Wenn Multi, dann Revo Toro oder die neue JM Baitcaster, nur fasst die viel weniger Schnur als die Toro.

Wenn Stationärrolle, dann würd ich min. ne 5k Shimano nehmen, eher je 6k. Die Saragosa würde recht gut reinpassen, aber wenn du mehr Budget hast, dann geht auch ne Stella. Alternativ ne Daiwa Saltiga oder Catalina. Die Exceler E konnte mich nicht überzeugen.


----------



## Sockeye (17. Januar 2012)

*AW: Suche DIE Rolle*



holk schrieb:


> ... ThomasL hat mich ja gezwungen :q nächstes Jahr wieder in diesen furchtbaren Landstrich mit den katastrophalen Frühstücksritualen zu fahren :q




...wenn ich euch nochmal dabei erwische von Seward aus auf was anderes zu angeln als auf Silber, zieh ich euch die Ohren lang...
... im Prinzip werden für kapitale Ling und Helis, von Homer und Seward aus die gleichen Fischgünde angefahren, nur von Homer ist es die halbe Strecke. Daher meiden die meisten Seward Charter den Weg uns speisen euch mit Kleinfisch in schnell zu erreichenden "Chicken Holes" ab...:q

VG
Sockeye


----------



## Sockeye (17. Januar 2012)

*AW: Suche DIE Rolle*



weserwaller schrieb:


> Kling Für mich so, als würdest Du eine Shimano Saragosa 4000 suchen.....

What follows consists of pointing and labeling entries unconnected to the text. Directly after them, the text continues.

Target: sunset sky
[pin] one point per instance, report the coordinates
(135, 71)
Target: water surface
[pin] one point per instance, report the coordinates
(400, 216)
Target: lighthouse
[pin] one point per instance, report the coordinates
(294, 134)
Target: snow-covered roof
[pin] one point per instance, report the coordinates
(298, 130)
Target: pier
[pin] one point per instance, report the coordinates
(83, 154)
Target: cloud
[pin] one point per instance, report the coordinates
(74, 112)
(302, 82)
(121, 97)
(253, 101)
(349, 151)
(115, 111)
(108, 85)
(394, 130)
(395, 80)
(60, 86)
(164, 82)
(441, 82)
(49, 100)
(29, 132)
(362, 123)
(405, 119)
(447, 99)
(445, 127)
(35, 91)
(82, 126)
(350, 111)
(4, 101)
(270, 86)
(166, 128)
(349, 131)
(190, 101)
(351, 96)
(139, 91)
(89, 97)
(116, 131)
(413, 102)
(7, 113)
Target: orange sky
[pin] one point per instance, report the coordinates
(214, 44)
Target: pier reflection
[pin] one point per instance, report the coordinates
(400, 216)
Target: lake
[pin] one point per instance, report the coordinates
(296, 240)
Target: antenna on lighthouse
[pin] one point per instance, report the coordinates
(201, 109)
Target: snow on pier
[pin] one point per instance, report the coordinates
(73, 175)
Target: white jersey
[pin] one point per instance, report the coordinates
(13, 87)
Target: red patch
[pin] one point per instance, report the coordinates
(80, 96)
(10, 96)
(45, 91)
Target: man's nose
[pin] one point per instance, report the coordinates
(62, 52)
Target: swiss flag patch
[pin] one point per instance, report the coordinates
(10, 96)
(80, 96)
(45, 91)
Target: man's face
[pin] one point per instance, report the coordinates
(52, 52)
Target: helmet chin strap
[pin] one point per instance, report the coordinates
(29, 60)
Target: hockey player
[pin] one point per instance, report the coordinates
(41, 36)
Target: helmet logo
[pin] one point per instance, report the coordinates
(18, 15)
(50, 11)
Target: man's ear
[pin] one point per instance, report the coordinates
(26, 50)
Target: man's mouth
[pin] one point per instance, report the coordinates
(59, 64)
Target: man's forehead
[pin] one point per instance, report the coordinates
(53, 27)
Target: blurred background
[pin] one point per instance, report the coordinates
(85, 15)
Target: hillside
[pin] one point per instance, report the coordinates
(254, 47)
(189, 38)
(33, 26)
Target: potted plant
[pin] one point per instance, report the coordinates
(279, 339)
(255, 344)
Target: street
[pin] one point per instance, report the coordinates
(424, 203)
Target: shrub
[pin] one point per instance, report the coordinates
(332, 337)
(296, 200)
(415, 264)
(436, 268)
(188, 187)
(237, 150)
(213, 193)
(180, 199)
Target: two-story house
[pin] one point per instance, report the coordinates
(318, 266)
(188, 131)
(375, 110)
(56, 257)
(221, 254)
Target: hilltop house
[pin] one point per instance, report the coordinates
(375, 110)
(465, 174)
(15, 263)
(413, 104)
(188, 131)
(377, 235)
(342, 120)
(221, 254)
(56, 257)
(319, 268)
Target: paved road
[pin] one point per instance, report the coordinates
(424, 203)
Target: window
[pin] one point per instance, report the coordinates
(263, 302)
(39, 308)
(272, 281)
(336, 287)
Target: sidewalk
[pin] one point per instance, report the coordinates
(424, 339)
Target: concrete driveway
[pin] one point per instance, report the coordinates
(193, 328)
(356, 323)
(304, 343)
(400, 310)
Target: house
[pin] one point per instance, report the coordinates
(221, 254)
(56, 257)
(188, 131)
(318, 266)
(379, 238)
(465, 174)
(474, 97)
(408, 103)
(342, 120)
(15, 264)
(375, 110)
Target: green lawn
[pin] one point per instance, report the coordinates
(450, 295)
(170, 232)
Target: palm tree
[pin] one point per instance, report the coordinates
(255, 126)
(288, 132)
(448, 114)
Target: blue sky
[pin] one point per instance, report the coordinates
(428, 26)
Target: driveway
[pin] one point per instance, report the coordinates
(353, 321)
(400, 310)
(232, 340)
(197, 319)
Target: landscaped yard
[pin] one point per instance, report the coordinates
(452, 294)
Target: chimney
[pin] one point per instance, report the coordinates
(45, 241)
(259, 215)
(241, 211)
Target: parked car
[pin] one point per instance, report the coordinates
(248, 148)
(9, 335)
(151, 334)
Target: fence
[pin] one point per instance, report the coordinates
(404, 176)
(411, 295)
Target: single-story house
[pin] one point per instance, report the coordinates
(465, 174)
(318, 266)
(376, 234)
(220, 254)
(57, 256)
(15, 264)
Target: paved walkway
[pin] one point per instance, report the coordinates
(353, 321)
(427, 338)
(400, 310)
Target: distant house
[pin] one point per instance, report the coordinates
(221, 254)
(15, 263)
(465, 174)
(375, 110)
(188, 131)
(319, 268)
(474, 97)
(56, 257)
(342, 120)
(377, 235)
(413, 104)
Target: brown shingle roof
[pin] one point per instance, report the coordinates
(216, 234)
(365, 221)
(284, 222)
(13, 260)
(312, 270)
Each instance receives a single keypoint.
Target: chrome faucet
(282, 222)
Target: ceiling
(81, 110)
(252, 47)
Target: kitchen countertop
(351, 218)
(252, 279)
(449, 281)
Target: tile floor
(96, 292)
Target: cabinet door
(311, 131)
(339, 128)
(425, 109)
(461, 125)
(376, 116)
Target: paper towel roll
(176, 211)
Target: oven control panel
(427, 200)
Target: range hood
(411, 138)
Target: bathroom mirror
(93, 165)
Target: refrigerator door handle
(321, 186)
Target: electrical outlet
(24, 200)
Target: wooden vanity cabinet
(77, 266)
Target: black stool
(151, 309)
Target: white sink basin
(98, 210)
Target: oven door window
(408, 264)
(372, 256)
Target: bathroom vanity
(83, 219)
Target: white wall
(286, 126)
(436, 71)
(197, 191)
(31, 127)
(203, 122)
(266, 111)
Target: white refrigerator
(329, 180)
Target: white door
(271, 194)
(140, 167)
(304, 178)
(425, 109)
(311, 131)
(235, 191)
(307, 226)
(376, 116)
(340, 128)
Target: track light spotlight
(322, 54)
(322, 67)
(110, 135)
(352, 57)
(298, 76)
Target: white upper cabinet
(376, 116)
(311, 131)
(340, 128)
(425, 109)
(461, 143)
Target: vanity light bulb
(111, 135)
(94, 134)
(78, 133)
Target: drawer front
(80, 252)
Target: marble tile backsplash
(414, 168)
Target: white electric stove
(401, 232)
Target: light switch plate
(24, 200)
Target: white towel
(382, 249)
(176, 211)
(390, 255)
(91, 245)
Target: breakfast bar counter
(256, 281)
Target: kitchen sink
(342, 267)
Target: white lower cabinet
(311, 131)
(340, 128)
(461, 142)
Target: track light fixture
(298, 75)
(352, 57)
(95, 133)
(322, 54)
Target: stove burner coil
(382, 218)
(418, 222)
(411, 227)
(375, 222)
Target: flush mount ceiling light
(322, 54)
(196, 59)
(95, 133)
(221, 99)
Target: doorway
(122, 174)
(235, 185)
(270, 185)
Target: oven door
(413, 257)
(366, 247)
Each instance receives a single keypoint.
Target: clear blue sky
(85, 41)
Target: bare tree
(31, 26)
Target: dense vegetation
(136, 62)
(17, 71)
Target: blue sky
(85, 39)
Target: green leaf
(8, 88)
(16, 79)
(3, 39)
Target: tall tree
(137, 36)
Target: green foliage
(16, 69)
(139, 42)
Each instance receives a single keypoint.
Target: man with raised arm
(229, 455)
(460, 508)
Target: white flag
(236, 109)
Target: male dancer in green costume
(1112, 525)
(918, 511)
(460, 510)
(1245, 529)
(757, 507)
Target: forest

Mit 360 Gramm schön leicht, als stabil wird sie auch angepriesen nur was die Bremse kann bzw. nicht kann ist nicht in Erfahrung zu bringen.

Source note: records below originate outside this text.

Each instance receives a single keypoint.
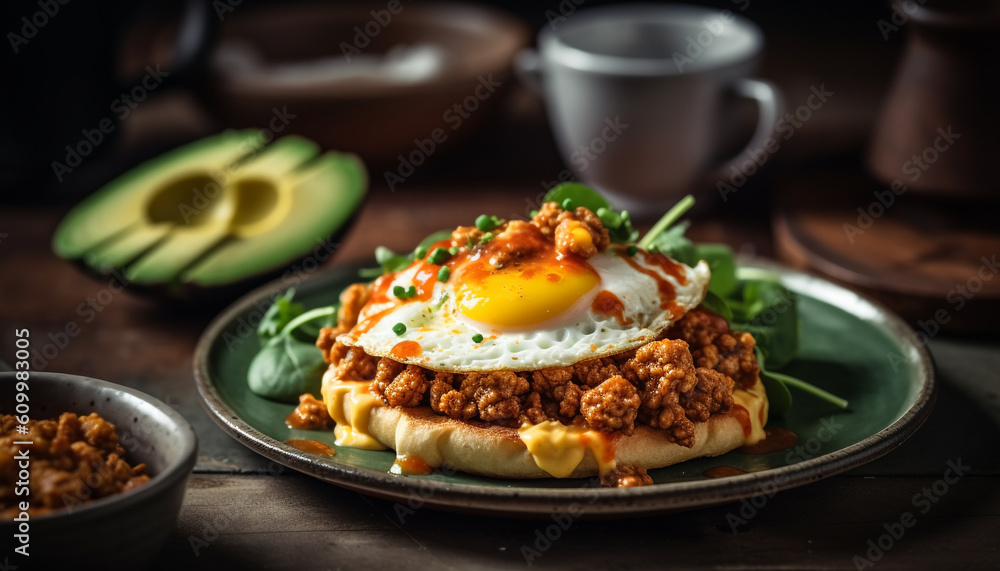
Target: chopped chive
(439, 256)
(485, 222)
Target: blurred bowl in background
(369, 78)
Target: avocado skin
(185, 297)
(182, 294)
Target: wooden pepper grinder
(939, 129)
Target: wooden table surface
(242, 510)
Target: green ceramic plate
(850, 345)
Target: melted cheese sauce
(350, 404)
(754, 400)
(558, 449)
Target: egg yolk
(522, 296)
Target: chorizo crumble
(74, 459)
(672, 383)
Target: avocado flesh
(114, 209)
(186, 243)
(324, 196)
(263, 210)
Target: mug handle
(770, 106)
(528, 68)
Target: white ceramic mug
(634, 93)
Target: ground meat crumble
(672, 383)
(74, 459)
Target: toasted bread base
(498, 451)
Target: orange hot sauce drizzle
(311, 447)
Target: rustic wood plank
(293, 522)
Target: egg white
(579, 333)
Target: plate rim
(588, 500)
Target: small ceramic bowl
(123, 531)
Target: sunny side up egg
(533, 309)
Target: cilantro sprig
(752, 300)
(289, 363)
(570, 195)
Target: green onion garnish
(485, 222)
(439, 256)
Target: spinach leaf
(569, 195)
(280, 314)
(720, 260)
(289, 363)
(665, 221)
(717, 304)
(779, 398)
(675, 244)
(390, 261)
(286, 368)
(578, 195)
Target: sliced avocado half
(215, 212)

Hat hier jemand mehr Infos?

VG
Sockeye


----------



## Sockeye (17. Januar 2012)

*AW: Suche DIE Rolle*



Torsk_NI schrieb:


> Die Stella 5000 SW wäre schon mal 40Gramm leichter als die SX,



... na, da kommen wir der Sache schon näher...:l

VG
Sockeye


----------



## Sockeye (17. Januar 2012)

*AW: Suche DIE Rolle*



ThomasL schrieb:


> ich würde auch zu einer Multi greifen, die Revo oder eine Ambassadeur aus der 6000er Serie.



Ne, ich hab ja noch die kleine Avet dabei.

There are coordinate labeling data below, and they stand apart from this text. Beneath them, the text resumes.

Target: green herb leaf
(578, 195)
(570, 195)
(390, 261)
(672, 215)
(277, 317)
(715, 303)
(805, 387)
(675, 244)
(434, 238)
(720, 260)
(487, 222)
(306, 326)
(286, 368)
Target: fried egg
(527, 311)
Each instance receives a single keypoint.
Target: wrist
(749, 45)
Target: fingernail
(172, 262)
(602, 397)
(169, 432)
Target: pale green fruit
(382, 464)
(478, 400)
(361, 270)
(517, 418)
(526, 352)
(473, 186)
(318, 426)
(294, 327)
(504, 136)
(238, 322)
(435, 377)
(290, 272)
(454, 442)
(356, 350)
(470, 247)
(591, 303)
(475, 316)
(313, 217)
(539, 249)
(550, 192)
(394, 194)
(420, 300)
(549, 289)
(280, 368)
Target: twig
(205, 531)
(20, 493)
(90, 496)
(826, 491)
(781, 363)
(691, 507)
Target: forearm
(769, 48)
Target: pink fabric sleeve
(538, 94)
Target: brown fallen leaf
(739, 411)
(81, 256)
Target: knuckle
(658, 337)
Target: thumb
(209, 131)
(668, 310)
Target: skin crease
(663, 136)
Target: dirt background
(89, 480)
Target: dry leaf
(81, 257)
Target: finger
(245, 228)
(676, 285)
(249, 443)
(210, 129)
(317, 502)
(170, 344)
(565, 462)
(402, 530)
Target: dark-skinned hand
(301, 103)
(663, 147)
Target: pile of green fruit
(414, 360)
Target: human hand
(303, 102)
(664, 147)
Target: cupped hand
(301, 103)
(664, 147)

Aber eine Stationärrolle sollte es schon sein. Ich habe ein paar Tipps bekommen wo und wie man vom Strand aus  mit einer kräftigen Spinnrute  viiiiiel Spaß mit durchaus vernünftigen Helis vom Strand aus haben kann...

...aber so 30-50 Meter sollte man dafür casten können.

VG
Sockeye


----------



## weserwaller (17. Januar 2012)

*AW: Suche DIE Rolle*



Sockeye schrieb:


> ....nur was die Bremse kann bzw. nicht kann ist nicht in Erfahrung zu bringen.
> 
> Hat hier jemand mehr Infos?



10 Kilo bei der 4000er schau mal bei NF77, ich selbst fische die 5000er auf Waller an der Spinrute schon eine ganze Zeit und bin absolut zufrieden.


----------



## rhinefisher (18. Januar 2012)

*AW: Suche DIE Rolle*

Hi! die 5000er Stella wäre durchaus brauchbar; ich verwechsel oft 4- und 5000er und merke es gar nicht. Beim Wrackangeln an der belgischen Küste sind die 5000er Stellas seit Jahren Standart - die Rolle hält schon ordentlich Belastung aus und ist wirklich leicht.
Die 6000er ist viel zu schwer.
Petri


----------



## ThomasL (18. Januar 2012)

*AW: Suche DIE Rolle*



Sockeye schrieb:


> ...wenn ich euch nochmal dabei erwische von Seward aus auf was anderes zu angeln als auf Silber, zieh ich euch die Ohren lang...
> ... im Prinzip werden für kapitale Ling und Helis, von Homer und Seward aus die gleichen Fischgünde angefahren, nur von Homer ist es die halbe Strecke. Daher meiden die meisten Seward Charter den Weg uns speisen euch mit Kleinfisch in schnell zu erreichenden "Chicken Holes" ab...:q
> 
> VG
> Sockeye



ich weiss nicht, ob du 2 Stunden Anfahrtsweg als schnell zu erreichen bezeichnest und soo schlecht war mein 80-Pfünder für diese Jahreszeit auch nicht|supergri. Einer in der Soldotna Lodge, der gleichzeitig mit uns dort war, ging auch auf eine Ausfahrt in Homer, die hatten auch alles nur 20-25 Pfünder auf dem Boot und Lingcod gar keinen. Ist halt um diese Jahreszeit schon etwas spät für die Grossen. Wir werden nächstes Mal auf jeden Fall wieder mind. eine Heili/Lingcod Tour machen

Ehrlich gesagt, muss es nicht unbedigt der Monsterbutt sein, ich fange lieber ein paar verschiedene Arten. Lingcod und Yelloweyed Rockfish habe ich bei 3 Ausfahrten in Homer noch keinen gefangen, (auch keiner auf dem Boot) in Seward bei 2 Ausfahrten 7 Lingcod und 1 Yelloweyed.


----------



## Sockeye (18. Januar 2012)

*AW: Suche DIE Rolle*

2-Stunden einfache Strecke mit einem schnellen Boot? Da kommt ihr auch von Seward in die "heiße" Gegend für Ling und Rockfish. (Gegend um die Chugach Islands)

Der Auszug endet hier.